The hosomaki are hand wrapped cones containing raw squid, mackerel, salmon, spring onions, herbs, ginger, tuna or whatever you fancy. Here Meddie concentrates as she tries to get the sticky rice to adhere to the seaweed wrapper.The Nori seaweed is crisp and rather brittle before the rice is put on it. Some of the moisture comes out of the rice and the seaweed sheet softens. the background you can see Nick making faux Cinnabons which we ate as our pudding.
Then after two hours we finally laid out all our work, (Meddie using up the last portion of rice with a final maki roll), surveyed it with great satisfaction and ate it all up. Well not all of it. Everyone went home with a selection of left overs, and a couple of Cinnabons for their tea. We were as stuffed as the Nigiri.

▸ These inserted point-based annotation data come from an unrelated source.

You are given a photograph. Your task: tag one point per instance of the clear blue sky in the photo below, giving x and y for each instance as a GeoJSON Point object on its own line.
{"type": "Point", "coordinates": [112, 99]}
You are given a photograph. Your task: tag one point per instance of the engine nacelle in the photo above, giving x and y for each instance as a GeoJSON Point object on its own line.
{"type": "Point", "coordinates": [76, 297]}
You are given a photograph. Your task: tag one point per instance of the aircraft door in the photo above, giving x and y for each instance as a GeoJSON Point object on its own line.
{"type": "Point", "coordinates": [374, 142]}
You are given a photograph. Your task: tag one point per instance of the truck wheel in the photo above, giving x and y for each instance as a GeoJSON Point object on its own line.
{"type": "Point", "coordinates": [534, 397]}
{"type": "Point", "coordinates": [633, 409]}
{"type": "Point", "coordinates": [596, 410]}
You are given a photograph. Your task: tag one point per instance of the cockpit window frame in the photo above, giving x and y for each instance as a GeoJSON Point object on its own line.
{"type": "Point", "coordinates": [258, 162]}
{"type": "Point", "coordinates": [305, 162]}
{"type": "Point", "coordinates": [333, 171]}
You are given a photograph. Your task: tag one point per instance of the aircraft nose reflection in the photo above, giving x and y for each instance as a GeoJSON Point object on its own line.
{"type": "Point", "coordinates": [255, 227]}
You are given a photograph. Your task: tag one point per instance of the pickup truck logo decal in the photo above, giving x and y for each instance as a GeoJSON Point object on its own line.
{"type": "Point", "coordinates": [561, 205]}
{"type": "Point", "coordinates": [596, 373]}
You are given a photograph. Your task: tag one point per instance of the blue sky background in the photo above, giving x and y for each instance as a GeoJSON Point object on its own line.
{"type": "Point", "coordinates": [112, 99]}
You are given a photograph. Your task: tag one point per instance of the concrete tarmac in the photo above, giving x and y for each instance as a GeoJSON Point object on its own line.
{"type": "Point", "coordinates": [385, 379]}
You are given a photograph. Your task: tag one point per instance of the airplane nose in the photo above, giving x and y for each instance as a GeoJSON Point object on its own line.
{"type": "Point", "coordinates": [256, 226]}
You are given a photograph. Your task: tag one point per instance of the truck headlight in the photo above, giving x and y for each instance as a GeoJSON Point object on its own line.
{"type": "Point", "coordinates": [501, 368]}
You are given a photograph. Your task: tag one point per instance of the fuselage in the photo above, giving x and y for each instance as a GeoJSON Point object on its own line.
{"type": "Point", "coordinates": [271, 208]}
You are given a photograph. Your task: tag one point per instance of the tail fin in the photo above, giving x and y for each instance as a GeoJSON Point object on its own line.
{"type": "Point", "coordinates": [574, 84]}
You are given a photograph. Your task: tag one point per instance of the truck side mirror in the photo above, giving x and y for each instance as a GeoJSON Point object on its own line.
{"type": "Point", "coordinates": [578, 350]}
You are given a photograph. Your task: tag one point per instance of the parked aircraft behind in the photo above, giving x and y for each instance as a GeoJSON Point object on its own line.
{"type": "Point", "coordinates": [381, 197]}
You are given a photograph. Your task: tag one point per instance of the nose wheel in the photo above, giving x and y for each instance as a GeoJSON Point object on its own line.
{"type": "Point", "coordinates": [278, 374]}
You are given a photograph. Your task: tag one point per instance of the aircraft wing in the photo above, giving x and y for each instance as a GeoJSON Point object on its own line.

As an all-ages activity I cannot think of anything more fun than cooking a meal together. Yuka was great – she choose just the right dishes we could make in the time, she brought all the ingredients we needed and she distributed the work so all of us had a go at everything. We all learned some new skills, worked together as a team and enjoyed a very special meal. We are tempted to do it again with another cuisine. Meddie kindly offered to show us the basics of Chinese cookery.
Stephanie
Wow…you guys have so much fun! I taught myself to make sushi years ago. I haven’t made it in a long time, but the thing I always found most difficult was getting the rice exactly right – not too sticky, but sticky enough; not too wet; and not too loaded with vinegar. I’m sure there’s a perfect recipe out there. I must try again this summer. Lovely photos. 🙂
fabrickated
Of course you are right. The rice is key to getting the whole thing to work. Yuka brought a beautiful wooden bowl full of still warm rice for us to work with.
Joyce Latham
Wonderful. Thanks for sharing those photographs! Fun fun fun
Joyce ??
mrsmole
It’s only morning and I am drooling over my keyboard!!!!!